Twitter is double-stuffed with check-your-privilege messages for entitled men, but I've rarely seen one as potent as this singular line from Nuri Bilge Ceylan's out-of-time masterwork Winter Sleep, a Chekhovian drama of marriage and class and the way both can inspire insulated cluelessness. "Just once, I'd like you to defend something that might cost you, and have feelings that don't benefit yourself," says a miserable young wife (Melisa Sözen) to the wealthy older husband who has given her a life free of all wants — except those of the soul. The wife has devoted herself to charity, to the improvement of education in a nearby village on the Turkish steppe; the husband, a rare soft-spoken blowhard, has recently horned in on her fundraising, eager to show her how to do the books correctly. And such a complaint is rare from this quiet, observant wife. As Nihal, the husband's sister, puts it, "She's an expert at criticizing by remaining silent."

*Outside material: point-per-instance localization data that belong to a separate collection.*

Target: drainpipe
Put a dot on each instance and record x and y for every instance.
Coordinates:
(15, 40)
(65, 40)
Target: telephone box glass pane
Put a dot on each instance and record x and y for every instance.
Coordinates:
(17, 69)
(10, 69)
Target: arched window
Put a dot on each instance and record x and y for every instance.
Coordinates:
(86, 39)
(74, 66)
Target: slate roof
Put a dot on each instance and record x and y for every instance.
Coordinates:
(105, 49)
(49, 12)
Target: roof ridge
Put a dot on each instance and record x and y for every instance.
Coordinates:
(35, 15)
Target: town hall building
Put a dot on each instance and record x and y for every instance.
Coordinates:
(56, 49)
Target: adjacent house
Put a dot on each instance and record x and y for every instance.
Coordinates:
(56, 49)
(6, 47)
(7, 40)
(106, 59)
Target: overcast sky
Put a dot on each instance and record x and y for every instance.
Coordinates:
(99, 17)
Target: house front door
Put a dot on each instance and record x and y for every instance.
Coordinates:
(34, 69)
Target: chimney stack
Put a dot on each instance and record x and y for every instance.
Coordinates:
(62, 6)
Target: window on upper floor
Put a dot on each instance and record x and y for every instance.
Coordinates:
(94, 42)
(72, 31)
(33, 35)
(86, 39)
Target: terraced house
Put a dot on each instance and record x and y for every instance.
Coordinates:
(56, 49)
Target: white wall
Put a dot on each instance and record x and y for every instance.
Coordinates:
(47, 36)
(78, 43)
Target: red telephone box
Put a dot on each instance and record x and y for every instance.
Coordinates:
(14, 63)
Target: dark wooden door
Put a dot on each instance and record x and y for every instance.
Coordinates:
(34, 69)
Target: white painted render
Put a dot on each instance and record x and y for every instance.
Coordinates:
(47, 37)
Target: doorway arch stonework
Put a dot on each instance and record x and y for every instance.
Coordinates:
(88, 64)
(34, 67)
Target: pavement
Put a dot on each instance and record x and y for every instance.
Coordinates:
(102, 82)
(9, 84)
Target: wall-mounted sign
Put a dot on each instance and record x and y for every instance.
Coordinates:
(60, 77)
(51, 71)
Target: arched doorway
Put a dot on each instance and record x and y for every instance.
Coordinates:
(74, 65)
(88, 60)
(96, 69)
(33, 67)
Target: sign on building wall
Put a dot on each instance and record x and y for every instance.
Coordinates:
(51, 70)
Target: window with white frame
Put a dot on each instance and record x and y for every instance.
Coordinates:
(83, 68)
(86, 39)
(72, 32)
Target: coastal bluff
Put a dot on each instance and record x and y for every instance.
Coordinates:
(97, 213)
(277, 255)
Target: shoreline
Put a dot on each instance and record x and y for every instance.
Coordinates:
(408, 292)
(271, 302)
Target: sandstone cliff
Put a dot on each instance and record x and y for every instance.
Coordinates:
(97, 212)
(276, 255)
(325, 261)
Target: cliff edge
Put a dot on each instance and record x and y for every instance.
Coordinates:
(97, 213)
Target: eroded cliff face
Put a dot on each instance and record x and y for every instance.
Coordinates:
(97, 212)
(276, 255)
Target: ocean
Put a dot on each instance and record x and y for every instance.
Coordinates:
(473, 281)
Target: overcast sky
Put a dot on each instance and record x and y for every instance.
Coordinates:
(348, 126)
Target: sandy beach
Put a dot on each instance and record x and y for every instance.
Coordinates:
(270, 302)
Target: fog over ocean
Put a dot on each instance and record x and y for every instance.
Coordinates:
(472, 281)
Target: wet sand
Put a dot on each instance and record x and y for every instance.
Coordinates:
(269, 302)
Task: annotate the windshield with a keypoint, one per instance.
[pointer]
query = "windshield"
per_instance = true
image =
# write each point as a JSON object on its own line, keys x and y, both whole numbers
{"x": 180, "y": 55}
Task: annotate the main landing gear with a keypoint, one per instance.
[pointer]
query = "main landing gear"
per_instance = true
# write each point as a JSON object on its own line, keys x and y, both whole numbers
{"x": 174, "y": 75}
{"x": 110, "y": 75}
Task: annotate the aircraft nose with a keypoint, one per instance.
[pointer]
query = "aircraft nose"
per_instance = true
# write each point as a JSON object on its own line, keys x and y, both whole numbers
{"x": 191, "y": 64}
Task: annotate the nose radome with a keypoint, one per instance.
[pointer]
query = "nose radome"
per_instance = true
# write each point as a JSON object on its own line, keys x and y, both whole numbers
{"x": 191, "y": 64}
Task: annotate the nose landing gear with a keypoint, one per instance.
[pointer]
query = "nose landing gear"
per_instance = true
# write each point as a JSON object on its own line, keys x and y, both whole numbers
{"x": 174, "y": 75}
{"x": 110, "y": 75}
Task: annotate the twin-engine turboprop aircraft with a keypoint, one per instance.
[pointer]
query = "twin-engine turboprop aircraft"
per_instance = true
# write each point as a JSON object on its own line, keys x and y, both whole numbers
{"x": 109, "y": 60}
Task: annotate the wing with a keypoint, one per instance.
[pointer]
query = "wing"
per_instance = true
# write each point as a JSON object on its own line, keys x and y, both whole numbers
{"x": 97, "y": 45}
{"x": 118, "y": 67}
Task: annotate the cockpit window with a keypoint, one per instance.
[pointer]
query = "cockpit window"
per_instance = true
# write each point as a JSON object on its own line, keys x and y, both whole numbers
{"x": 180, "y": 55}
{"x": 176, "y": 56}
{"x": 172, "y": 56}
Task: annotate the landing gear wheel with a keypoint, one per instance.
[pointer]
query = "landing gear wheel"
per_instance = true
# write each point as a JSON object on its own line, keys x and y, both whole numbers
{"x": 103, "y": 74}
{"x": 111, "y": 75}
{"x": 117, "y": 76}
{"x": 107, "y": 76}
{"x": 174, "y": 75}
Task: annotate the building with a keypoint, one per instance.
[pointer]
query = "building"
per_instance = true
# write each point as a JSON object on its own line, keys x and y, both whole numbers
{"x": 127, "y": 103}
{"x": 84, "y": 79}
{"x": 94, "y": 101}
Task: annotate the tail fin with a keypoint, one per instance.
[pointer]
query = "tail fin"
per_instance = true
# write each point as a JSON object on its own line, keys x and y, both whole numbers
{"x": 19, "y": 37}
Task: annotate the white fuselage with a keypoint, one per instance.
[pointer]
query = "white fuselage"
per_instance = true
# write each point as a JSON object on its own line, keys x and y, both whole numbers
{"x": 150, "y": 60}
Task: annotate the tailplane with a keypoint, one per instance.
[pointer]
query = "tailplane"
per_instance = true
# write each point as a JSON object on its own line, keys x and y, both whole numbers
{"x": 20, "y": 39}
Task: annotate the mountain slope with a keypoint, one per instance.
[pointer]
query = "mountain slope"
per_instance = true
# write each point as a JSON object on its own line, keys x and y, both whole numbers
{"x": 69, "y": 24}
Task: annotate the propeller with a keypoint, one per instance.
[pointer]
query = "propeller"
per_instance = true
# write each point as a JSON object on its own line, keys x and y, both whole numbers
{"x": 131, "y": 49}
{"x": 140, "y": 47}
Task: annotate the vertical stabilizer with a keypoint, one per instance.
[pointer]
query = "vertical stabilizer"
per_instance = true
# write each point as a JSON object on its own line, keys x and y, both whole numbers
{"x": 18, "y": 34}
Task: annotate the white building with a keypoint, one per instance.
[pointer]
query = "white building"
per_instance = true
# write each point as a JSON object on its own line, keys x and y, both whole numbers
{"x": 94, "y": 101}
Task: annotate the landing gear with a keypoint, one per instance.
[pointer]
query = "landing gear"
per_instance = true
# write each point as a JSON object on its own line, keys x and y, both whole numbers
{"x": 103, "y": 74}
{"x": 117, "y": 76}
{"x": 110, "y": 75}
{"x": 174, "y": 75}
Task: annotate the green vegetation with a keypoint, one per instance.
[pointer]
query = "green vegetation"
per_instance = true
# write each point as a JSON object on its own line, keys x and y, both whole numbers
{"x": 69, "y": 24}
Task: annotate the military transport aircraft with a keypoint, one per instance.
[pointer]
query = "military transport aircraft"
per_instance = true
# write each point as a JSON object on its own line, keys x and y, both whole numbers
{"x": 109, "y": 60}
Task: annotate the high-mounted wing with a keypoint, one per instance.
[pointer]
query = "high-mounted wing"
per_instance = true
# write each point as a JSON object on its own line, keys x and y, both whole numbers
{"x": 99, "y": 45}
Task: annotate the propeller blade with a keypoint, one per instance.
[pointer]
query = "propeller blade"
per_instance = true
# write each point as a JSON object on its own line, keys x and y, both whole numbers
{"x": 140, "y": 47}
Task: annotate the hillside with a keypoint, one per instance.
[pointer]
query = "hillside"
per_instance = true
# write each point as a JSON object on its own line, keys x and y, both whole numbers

That husband, meanwhile, is something of a pompous lord. He pens dreary columns for a local newspaper, attempting to lift the population to his moral level. He runs a gorgeous hotel hacked out of stone formations, and as a landlord, he worries his tenants think he's going soft, even though we learn, not too far into the film's justified 196-minute running time, that the collection men in his employ recently beat a debtor-tenant. This patient, beautiful, painful, engrossing film pits husband and wife against each other and their world in a series of extended conversations and confrontations. We're slumped with them in fire-lit interiors, our bones chilled just like theirs, as in long, static takes they talk, mostly without heat, about everything that matters most. For all their silences, these scenes are of the highest drama.

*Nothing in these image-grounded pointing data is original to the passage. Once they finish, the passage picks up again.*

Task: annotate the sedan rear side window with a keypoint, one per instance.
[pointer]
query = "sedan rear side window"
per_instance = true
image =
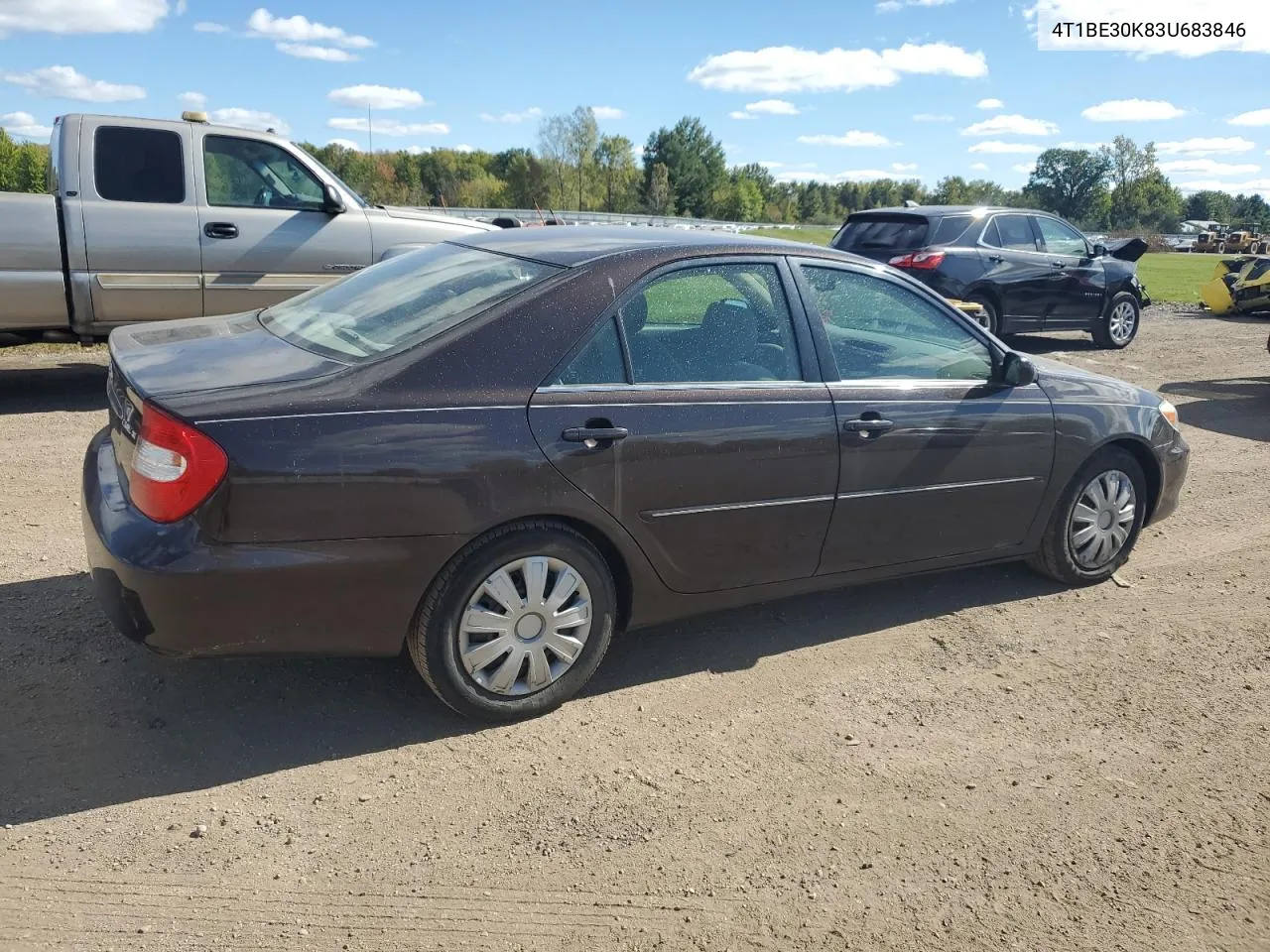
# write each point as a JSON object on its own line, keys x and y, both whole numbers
{"x": 402, "y": 301}
{"x": 879, "y": 330}
{"x": 862, "y": 234}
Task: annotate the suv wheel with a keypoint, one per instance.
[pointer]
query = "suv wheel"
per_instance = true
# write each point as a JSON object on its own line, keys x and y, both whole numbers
{"x": 1118, "y": 325}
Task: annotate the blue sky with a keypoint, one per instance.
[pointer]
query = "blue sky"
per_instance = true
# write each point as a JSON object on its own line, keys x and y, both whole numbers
{"x": 830, "y": 90}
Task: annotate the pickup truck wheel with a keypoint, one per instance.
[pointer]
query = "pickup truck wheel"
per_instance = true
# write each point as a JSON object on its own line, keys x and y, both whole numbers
{"x": 517, "y": 622}
{"x": 991, "y": 320}
{"x": 1119, "y": 322}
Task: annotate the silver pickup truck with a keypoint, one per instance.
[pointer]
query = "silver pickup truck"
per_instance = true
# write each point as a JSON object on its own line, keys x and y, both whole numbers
{"x": 151, "y": 220}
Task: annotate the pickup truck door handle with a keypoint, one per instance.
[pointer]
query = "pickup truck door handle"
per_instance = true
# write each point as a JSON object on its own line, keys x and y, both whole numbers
{"x": 867, "y": 425}
{"x": 593, "y": 435}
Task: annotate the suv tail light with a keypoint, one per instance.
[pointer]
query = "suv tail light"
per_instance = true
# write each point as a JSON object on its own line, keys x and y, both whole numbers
{"x": 175, "y": 467}
{"x": 919, "y": 261}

The husband has cruelty and foolishness in him, but he's not wholly cruel, and he's not wholly a fool. As Haluk Bilginer's richly layered performance makes clear, he's just another man who has done well and has lost the capacity to imagine the lives of those who haven't: Passively, a little fearfully, he punishes the families that can't pay their rent, even as he goes to the trouble of procuring a gorgeous Anatolian horse to impress one tourist staying in his hotel. He'll anonymously donate money to charity, only to brag about it when in his cups — when he proves his wife's accusations true by imagining his life is the unfair one. The greatest tragedy here: No matter how much people hate him, or how much he might, at moments of revelation, hate himself, that husband is always endowed with the confident equilibrium to keep going, to keep living, to keep assuming that he and his life matter. The wife — not so much.
These tense, arresting scenes could work on a stage, but the film benefits immeasurably from cinematographer Gökhan Tiryaki's lensing of the wintry steppes — broken, barren land for these broken, barren lives. Winter Sleep won 2014's Palme d'Or, and it would have been competitive any year.